Hostapd is the software used by B3/B2 for wireless access point. The configuration files for hostapd resides in this directory.

Now edit the file named "accept" for example by using nano:

nano accept


Add the MAC addresses that you want to be able to connect. The file should look something like this:

00:0d:4b:23:01:6a
00:21:6b:89:28:b2
00:11:95:89:1f:50


(this is if you want me to connect using some of my computers, but you get the point, right?)

Save the file by pressing Ctrl+X and answering y to the question if you want to save the file.

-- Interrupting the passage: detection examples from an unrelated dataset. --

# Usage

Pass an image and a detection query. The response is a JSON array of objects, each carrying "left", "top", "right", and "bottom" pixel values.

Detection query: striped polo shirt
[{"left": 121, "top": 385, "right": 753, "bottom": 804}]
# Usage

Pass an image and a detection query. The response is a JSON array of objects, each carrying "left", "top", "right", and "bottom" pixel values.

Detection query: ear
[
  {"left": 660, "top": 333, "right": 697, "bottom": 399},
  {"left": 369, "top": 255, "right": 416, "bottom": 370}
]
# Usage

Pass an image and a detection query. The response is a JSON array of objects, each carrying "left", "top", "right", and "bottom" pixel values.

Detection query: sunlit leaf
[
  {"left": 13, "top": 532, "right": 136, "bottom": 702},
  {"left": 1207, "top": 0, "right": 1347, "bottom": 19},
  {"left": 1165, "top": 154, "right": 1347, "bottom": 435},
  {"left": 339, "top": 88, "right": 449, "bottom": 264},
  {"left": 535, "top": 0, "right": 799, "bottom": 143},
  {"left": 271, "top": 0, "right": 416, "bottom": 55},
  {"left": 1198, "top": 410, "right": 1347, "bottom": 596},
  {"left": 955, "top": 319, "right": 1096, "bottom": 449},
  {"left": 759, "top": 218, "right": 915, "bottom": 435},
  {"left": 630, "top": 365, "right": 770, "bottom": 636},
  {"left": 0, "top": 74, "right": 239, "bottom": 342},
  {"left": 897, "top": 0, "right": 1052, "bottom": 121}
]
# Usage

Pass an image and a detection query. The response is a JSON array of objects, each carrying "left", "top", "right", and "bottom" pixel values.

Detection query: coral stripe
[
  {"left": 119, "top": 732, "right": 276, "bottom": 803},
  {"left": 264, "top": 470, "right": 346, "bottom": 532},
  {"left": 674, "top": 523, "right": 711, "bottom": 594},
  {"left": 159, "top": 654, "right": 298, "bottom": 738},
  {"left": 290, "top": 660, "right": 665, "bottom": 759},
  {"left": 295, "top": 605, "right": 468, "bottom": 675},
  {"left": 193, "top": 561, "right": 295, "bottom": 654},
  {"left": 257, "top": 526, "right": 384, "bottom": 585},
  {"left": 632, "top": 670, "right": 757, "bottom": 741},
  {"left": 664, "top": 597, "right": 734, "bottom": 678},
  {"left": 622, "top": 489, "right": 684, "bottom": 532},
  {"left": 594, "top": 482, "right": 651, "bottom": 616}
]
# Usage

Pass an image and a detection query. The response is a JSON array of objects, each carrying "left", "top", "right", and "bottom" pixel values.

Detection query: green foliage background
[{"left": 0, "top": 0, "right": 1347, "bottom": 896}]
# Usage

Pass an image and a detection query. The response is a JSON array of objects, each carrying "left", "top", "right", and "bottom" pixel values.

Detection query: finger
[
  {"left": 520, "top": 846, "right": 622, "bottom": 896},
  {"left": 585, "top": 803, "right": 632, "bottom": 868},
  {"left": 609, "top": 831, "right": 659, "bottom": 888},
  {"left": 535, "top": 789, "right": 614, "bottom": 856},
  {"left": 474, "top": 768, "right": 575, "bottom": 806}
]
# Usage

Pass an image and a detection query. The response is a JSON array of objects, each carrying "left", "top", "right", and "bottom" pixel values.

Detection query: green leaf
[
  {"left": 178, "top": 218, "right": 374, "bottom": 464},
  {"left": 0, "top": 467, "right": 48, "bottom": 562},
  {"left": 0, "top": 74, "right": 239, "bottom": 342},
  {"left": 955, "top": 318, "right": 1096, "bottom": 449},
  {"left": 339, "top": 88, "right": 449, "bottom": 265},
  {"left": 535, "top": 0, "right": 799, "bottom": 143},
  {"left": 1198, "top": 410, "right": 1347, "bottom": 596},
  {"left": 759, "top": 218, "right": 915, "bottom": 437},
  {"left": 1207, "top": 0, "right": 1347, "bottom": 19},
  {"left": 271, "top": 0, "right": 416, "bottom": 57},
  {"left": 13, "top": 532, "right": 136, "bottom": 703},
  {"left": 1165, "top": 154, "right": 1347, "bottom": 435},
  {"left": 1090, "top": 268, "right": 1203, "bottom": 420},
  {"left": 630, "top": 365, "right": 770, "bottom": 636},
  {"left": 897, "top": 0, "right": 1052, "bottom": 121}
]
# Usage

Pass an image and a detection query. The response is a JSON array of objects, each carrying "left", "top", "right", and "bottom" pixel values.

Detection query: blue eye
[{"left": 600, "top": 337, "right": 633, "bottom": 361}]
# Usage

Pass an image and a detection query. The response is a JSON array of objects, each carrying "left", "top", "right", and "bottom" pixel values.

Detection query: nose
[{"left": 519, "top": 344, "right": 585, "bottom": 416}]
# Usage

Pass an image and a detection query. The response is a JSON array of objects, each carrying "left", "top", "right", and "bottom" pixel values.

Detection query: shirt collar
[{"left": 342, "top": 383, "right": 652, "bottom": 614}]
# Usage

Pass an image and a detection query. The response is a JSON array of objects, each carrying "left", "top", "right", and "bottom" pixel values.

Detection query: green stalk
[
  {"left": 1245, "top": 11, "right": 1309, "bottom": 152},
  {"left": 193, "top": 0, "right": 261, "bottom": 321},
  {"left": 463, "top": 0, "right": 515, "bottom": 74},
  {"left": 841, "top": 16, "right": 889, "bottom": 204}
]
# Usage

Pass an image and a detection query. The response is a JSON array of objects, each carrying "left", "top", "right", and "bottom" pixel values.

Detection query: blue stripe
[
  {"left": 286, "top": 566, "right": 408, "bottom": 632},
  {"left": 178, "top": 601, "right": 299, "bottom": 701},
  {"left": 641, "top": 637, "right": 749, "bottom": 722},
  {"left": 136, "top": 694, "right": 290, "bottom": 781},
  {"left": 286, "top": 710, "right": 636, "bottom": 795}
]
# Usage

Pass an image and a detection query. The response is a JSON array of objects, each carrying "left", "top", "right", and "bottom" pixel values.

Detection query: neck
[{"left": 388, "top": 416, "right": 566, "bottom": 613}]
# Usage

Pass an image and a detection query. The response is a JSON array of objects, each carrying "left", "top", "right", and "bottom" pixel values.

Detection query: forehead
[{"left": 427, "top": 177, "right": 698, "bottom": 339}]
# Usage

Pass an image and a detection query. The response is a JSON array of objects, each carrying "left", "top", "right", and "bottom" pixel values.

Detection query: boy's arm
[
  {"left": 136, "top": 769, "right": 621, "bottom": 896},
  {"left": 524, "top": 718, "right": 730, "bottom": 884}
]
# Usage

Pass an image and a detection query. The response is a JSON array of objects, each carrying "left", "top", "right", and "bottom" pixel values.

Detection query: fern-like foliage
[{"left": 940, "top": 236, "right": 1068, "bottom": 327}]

Now go edit the file hostapd.conf in the same folder by using nano again. In this file we want to change two things. Firstly we want to change the line that says "macaddr_acl=0" into "macaddr_acl=1". This tells hostapd to use MAC filtering. Second we want to add a line (anywhhere in the file, but for clearity it's best to add it just beneath the macaddr_acl line) that says "accept_mac_file=/etc/hostapd/accept". This tells hostapd where to look for addresses that are authorized and points to the file we just changed. Now save hostapd.conf.


Tell hostapd to reload the access point configuration by runing

/etc/init.d/hostapd reload


That should be it. Please note that if you did not add the MAC address of the computer you used for connecting and if that computer is connected using WiFi, you will of course be disconnected from the network.